Courtney Love
America's Sweetheart
(Virgin)
2/5
A distressingly unremarkable solo album from America's least sweet sweetheart. Lyrically, it's as bitter and self-absorbed as you would expect, but it's all set to floppy, fairly bloodless rock that leaves Love sounding as adventurous as the prospect of eating with chopsticks. Almost Golden is no more bilious than Sheryl Crow could manage if someone stole her snakeskin trousers, and Uncool is no more
stirringly sorrowful than Chris Martin could muster on a black day. All The Drugs is as good as it
gets, and even that's a straightforward mesh of tight melody, anthemic punk and woe-is-me cliche that singularly fails to engage with the listener. If Love really wants some attention, maybe she should stop seeking it in such a dreary and obvious manner, or at least go and help Linda Perry write for Pink.
Abigail Wild
Michelle
The Meaning of Love
(BMG)
1/5
It was predictable, but it's still disappointing. Michelle McManus will never cavort to an uptempo, cutting-edge R&B joint, this we know. But did they really have to market her
as sub-Steve-Wright's-Love-Songs fodder for the middle market?
Even on the cover of the CD she has the earnest gaze and innocuous styling of an easy-listening artist twice her age. Suffice to say, much of this sounds like soft-rock balladry performed to a karaoke backing tape, so it is at least honest to sell it on the back of her No 1 single, All This Time.

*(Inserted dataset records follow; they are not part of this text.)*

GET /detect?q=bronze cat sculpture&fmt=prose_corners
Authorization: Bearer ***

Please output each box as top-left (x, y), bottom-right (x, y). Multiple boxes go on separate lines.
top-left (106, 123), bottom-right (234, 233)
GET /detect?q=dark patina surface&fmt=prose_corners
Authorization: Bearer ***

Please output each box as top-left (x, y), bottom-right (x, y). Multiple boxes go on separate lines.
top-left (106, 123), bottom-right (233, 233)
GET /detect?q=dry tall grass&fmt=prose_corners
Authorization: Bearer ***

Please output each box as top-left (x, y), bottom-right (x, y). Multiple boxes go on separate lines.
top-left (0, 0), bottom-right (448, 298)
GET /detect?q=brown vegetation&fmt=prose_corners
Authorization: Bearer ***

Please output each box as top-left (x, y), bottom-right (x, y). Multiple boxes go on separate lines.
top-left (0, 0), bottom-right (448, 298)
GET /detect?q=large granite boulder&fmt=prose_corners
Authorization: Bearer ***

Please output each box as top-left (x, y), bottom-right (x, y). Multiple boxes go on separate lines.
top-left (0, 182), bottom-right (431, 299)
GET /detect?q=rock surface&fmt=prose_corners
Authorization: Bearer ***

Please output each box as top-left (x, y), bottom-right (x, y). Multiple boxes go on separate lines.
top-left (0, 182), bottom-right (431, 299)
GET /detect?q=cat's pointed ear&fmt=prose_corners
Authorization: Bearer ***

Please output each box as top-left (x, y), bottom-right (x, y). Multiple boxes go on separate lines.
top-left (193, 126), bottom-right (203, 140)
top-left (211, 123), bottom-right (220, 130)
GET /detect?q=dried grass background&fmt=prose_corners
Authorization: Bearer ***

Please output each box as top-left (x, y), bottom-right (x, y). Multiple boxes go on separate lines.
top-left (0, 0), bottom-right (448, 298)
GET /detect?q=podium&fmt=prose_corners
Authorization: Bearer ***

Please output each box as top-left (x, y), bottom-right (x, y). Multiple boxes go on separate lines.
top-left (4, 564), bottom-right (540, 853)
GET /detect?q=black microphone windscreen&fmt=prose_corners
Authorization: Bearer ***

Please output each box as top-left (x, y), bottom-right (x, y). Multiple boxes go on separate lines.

No-one's doubting that Michelle can hit the notes, but she just can't sing soulfully (starkly demonstrated on her cover of Feelin' Good). Combined with tinny production and synths imported direct from the 1980s, this is a thoroughly boring, unambitious debut.
Beth Pearson
Norah Jones
Feels Like Home
(Blue Note)
2/5
Norah Jones's inconceivably popular debut, 2003's
Come Away With Me,
was so omnipresent,
it's unlikely you'll have to seek out this follow-up.
It will find you.
This is not necessarily
a bad thing if you enjoyed her debut but wished
she'd included more country influences.
Sunrise, for instance, features a bassline that plods along like an
old nag across the
desert, accompanied
by a somnolent vocal
from Norah. In The Morning has a boldly repetitive guitar
arrangement, but it's confused by a bluesier piano part.
It's such a catalogue of twee country lyricism, vocals and music that Norah's promising duet with Dolly Parton, Creepin' In, eventually becomes a parody of the rest of the album: chummy, samey, sedative.
Beth Pearson
Einsturzende Neubauten
Perpetuum Mobile
(Mute)
3/5
This is surely the quietest album ever released by this reformed bunch of mad German metal-bashers. Subtle, soft, if a little menacing, Blixa Bargeld and his band made their name (Collapsing New Buildings in English) with records of relentless metallic violence and pained Teutonic angst. Maybe it's because Blixa and his chums are getting on a bit, but this is a less abrasive experience all round, sounding more
like compatriots Can
than their own furious past.
The best song on this involving album is the
great title track, which propels itself along for
more than 13 minutes
on a lithe groove that
subtly shifts nuance
and focus as it progresses. Elsewhere there is
blurred, tense electro-pop and detailed percussive explorations, but
hardly any trace of
the destructive anger
of before. This is an interesting grower of a record from grizzled, pensive veterans of the genuine avant garde.